In June 2015, the plaintiff moved, inter alia, for leave to reargue its prior motion, and the defendant cross-moved pursuant to CPLR 3215(c) to dismiss the complaint insofar as asserted against her as abandoned. In an order dated September 29, 2015, the Supreme Court, upon granting that branch of the plaintiff's motion which was for leave to reargue, vacated the order dated March 24, 2015, granted the plaintiff's prior motion, among other things, for a judgment of foreclosure and sale, and denied the defendant's cross motion. A judgment of foreclosure and sale was entered on February 22, 2017, inter alia, directing the sale of the subject property. The defendant appeals.

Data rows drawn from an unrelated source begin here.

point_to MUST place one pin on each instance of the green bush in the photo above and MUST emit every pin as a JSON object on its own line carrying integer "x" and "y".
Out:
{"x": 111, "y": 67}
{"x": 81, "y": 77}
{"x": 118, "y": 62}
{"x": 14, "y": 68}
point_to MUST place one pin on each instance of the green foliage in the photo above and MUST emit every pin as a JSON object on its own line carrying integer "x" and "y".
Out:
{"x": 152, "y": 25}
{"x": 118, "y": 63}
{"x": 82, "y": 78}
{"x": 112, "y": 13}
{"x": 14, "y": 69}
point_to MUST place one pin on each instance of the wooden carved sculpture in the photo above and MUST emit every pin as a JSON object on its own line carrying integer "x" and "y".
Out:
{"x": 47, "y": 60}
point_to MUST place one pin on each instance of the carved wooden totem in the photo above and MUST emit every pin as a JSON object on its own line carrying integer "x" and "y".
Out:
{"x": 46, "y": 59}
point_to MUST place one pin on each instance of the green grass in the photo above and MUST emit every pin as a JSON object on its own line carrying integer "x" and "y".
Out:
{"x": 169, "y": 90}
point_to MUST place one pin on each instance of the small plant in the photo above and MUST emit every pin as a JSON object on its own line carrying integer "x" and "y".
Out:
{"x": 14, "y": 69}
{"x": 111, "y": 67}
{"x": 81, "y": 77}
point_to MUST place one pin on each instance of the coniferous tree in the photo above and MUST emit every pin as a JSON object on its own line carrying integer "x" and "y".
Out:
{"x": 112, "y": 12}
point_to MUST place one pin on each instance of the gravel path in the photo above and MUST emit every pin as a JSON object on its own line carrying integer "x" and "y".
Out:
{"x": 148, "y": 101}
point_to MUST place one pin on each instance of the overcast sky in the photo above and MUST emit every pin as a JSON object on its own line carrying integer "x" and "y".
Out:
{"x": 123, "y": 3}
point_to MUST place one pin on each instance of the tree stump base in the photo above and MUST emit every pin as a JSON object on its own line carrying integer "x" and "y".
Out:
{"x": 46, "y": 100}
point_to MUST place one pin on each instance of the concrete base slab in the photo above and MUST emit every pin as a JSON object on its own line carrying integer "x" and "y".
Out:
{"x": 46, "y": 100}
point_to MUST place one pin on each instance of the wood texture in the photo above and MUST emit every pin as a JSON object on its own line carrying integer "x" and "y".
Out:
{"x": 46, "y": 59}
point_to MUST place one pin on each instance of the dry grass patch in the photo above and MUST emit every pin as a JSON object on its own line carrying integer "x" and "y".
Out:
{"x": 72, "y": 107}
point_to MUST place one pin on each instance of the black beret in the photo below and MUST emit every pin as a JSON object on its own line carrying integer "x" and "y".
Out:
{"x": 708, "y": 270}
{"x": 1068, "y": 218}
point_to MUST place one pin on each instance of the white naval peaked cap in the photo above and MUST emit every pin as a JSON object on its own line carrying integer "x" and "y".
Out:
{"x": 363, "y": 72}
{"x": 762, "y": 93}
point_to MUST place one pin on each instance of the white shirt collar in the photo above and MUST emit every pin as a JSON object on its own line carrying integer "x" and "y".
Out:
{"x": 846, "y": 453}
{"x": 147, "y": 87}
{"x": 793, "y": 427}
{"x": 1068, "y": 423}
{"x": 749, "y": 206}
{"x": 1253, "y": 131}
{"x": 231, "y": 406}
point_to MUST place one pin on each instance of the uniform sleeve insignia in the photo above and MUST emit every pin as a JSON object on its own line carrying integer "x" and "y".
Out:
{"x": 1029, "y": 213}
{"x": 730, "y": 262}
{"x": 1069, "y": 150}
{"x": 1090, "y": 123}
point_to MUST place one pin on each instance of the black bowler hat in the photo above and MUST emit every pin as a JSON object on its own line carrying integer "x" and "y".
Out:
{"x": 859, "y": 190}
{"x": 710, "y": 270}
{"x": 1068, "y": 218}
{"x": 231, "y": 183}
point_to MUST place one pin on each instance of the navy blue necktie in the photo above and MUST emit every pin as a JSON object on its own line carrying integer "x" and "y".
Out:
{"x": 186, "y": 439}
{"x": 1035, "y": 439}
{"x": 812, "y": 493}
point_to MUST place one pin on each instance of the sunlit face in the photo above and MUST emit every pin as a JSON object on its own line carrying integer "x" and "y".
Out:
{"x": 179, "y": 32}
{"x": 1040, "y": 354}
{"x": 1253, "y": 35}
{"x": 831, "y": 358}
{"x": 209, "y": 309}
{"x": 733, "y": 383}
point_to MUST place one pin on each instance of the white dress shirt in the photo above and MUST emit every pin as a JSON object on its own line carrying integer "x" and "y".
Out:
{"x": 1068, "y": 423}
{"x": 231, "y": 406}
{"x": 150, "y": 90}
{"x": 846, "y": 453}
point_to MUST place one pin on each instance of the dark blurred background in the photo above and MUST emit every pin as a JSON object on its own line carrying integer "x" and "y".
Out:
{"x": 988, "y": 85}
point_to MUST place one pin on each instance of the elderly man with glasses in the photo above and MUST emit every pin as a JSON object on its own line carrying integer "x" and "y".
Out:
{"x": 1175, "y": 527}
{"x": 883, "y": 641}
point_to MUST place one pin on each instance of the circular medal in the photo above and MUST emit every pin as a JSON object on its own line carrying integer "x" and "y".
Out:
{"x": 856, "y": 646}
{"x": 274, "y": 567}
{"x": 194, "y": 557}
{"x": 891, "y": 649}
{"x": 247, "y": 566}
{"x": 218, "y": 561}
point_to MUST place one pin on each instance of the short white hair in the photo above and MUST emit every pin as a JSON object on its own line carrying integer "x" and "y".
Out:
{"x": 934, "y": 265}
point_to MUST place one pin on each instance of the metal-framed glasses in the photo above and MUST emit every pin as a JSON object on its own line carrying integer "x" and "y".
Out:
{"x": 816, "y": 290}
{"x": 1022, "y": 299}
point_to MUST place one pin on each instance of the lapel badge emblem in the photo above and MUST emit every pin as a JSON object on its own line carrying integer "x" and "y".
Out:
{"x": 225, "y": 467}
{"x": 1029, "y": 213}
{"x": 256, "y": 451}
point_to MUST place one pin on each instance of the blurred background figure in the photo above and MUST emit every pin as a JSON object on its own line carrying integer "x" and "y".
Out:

CPLR 3215 provides, in pertinent part, that "[i]f the plaintiff fails to take proceedings for the entry of judgment within one year after the default, the court shall not enter judgment but shall dismiss the complaint as abandoned, without costs, upon its own initiative or on motion, unless sufficient cause is shown why the complaint should not be dismissed" (CPLR 3215[c]). "The language of CPLR 3215(c) is not, in the first instance, discretionary, but mandatory, inasmuch as courts 'shall' dismiss claims (CPLR 3215[c]) for which default judgments are not sought within the requisite one-year period, as those claims are then deemed abandoned" (HSBC Bank USA, N.A. v Grella, 145 AD3d 669, 671 [internal quotation marks omitted]). "The failure to timely seek a default may be excused if 'sufficient cause is shown why the complaint should not be dismissed' (CPLR 3215[c]), which requires the plaintiff to proffer a reasonable excuse for the delay in timely moving for a default judgment and to demonstrate that the cause of action is potentially meritorious" (HSBC Bank USA, N.A. v Grella, 145 AD3d at 671; see HSBC Bank USA, N.A. v Seidner, 159 AD3d 1035, 1035). "In a mortgage foreclosure action, a plaintiff satisfies the requirements of CPLR 3215(c) when, within one year of a defendant's default, the plaintiff takes the 'preliminary step toward obtaining a default judgment of foreclosure and sale by moving . . . for an order of reference' pursuant to RPAPL 1321" (US Bank N.A. v Penate, 176 AD3d 758, 760, quoting Wells Fargo Bank, N.A. v Daskal, 142 AD3d 1071, 1073).

Here, the plaintiff was authorized to proceed with the prosecution of this action after the matter was released from the mandatory foreclosure settlement part in September 2009 (see U.S. Bank, N.A. v Laulicht, 176 AD3d 892, 893; Wells Fargo Bank, N.A. v Bonanno, 146 AD3d 844, 846). However, the plaintiff took no steps to initiate proceedings for the entry of a default judgment against the defendant until October 2013, when it moved, inter alia, for an order of reference. Contrary to the plaintiff's contention, it failed to proffer a reasonable excuse for its delay of more than three years in moving for that relief (see U.S. Bank, N.A. v Laulicht, 176 AD3d at 893; HSBC Bank USA, N.A. v Guevara, 170 AD3d 684, 685; US Bank, N.A. v Onuoha, 162 AD3d 1094, 1096; Wells Fargo Bank, N.A. v Bonanno, 146 AD3d at 846). Although "[a] defendant may waive the right to seek dismissal pursuant to CPLR 3215(c) by serving an answer or taking any other steps which may be viewed as a formal or informal appearance" (Private Capital Group, LLC v Hosseinipour, 170 AD3d 909, 910 [internal quotation marks omitted]), here, the defendant's participation in a settlement conference "did not constitute either a formal or an informal appearance 'since [she] did not actively litigate the action before the Supreme Court or participate in the action on the merits'" (Wells Fargo Bank, N.A. v Martinez, 181 AD3d 470, 471, quoting HSBC Bank USA, N.A. v Slone, 174 AD3d 866, 867). As the plaintiff failed to proffer a reasonable excuse, this Court need not consider whether it had a potentially meritorious defense (see CitiMortgage, Inc. v Goldstein, 187 AD3d 841, 844).

Accordingly, the Supreme Court, upon reargument, should have adhered to the [*3]determination in the order dated March 24, 2015, denying the plaintiff's motion to confirm the referee's report and for a judgment of foreclosure and sale, and should have granted the defendant's cross motion pursuant to CPLR 3215(c) to dismiss the complaint insofar as asserted against her as abandoned.

The parties' remaining contentions either are without merit or need not be reached in light of our determination.

RIVERA, J.P., COHEN, HINDS-RADIX and IANNACCI, JJ., concur.